City of Easton
- Adopted: July 8, 1776; 249 years ago (according to legend)
- Design: A blue field with 13 alternating red and white stripes in the canton and 12 white 8-pointed stars circling another white 8-pointed star to the right of the design in the canton

= Flag of Easton, Pennsylvania =

The Easton flag is an early American flag used in modern times to represent Easton, Pennsylvania.

==Flag==
The flag is designed differently from more common flags of the United States in that it has 13 (8-pointed) stars in a blue field, with 13 stripes in the canton. The flag's design is consistent with the 1777 Flag Act, which does not specify the location of the stars and stripes: "That the flag of the thirteen United States be thirteen stripes, alternate red and white; that the union be thirteen stars, white in a blue field, representing a new constellation."

==History==
According to local legend, the flag was hoisted when the Declaration of Independence was publicly read in Easton, Pennsylvania by Robert Levers on July 8, 1776, two days before a copy of the Declaration reached New York City. Its history is closely connected to the local Beidleman family who worshiped at Pennsylvania German Reformed and Lutheran churches in Easton and the Straw Church near Phillipsburg, New Jersey. The Beidlemans were originally from Assenheim in the Rhineland-Palatinate.

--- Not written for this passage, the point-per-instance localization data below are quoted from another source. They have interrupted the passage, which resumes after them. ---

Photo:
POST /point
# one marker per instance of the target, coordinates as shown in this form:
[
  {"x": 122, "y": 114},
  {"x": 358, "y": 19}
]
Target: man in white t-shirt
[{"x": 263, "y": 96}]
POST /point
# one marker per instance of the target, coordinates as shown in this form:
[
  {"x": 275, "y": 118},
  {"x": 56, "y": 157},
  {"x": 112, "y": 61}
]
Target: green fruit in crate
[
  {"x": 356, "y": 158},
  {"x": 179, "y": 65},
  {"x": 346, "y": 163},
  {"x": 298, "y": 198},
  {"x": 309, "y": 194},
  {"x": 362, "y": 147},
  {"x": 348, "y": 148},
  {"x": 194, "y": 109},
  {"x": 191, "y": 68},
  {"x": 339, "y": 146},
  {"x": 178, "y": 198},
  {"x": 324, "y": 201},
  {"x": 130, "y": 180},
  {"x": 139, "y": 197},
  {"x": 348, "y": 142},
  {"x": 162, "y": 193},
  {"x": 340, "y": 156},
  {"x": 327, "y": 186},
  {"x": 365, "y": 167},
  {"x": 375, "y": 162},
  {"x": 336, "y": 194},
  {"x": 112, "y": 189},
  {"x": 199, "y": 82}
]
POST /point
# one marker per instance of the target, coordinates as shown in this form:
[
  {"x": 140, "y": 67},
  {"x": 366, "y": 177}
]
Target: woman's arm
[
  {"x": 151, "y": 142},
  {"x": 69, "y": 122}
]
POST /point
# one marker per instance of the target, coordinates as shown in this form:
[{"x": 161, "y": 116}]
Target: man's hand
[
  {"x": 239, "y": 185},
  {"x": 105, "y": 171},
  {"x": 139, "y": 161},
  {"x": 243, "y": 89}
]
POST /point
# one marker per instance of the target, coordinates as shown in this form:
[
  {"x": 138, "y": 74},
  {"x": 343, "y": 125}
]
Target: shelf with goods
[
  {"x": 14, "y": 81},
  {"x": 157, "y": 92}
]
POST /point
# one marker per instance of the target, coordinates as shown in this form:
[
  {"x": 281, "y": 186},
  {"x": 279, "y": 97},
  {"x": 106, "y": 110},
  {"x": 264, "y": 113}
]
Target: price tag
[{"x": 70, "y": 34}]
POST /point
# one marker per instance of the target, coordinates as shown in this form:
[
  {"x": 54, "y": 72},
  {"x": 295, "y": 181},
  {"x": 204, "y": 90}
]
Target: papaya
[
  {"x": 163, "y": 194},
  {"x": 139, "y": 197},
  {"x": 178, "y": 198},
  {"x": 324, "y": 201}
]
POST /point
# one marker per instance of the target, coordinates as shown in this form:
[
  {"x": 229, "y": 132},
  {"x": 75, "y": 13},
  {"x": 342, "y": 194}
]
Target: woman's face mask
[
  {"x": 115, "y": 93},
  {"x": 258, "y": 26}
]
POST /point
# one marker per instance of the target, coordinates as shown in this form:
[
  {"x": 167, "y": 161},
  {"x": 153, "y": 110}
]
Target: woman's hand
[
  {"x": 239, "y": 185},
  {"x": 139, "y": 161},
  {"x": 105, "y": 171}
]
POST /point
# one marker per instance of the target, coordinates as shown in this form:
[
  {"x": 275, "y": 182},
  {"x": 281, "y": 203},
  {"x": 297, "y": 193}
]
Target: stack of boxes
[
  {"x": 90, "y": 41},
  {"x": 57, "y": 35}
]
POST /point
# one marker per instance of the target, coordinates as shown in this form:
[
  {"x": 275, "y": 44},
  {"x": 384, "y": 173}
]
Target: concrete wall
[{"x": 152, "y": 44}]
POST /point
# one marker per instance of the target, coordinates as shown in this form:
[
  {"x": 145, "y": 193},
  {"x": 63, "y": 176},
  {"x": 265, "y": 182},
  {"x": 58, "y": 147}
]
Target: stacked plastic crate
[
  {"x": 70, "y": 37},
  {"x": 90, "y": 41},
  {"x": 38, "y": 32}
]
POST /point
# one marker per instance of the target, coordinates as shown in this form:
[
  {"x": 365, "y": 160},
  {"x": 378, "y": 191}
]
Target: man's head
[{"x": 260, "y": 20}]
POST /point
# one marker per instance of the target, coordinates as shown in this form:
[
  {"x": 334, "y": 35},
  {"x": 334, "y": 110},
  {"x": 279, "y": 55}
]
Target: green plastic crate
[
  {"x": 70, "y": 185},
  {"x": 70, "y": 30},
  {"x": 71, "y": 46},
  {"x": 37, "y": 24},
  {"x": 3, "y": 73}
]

The flag was used as a company flag under Captain Abraham Horn in the War of 1812, and some suspect that the design may only date from this era. It was presented to the infantry by Rosanna (Rosina) Beidleman Wagener (1775-1848) who married a local Schwenkfelder descendant prominent in Northampton County commerce and finance, and there is speculation that the now-uncommon arrangement of components of the design may have been because the Beidlemans did not use English and may have used German prepositions to understand proposals for an American flag.

The existence of the flag before the War of 1812 is considered unlikely by some, but flags of that period would have had 15 stars and stripes rather than the 13 of 1776 as present on the Flag of Easton. In 1821, the flag was given to the Easton Area Public Library, which has it on display.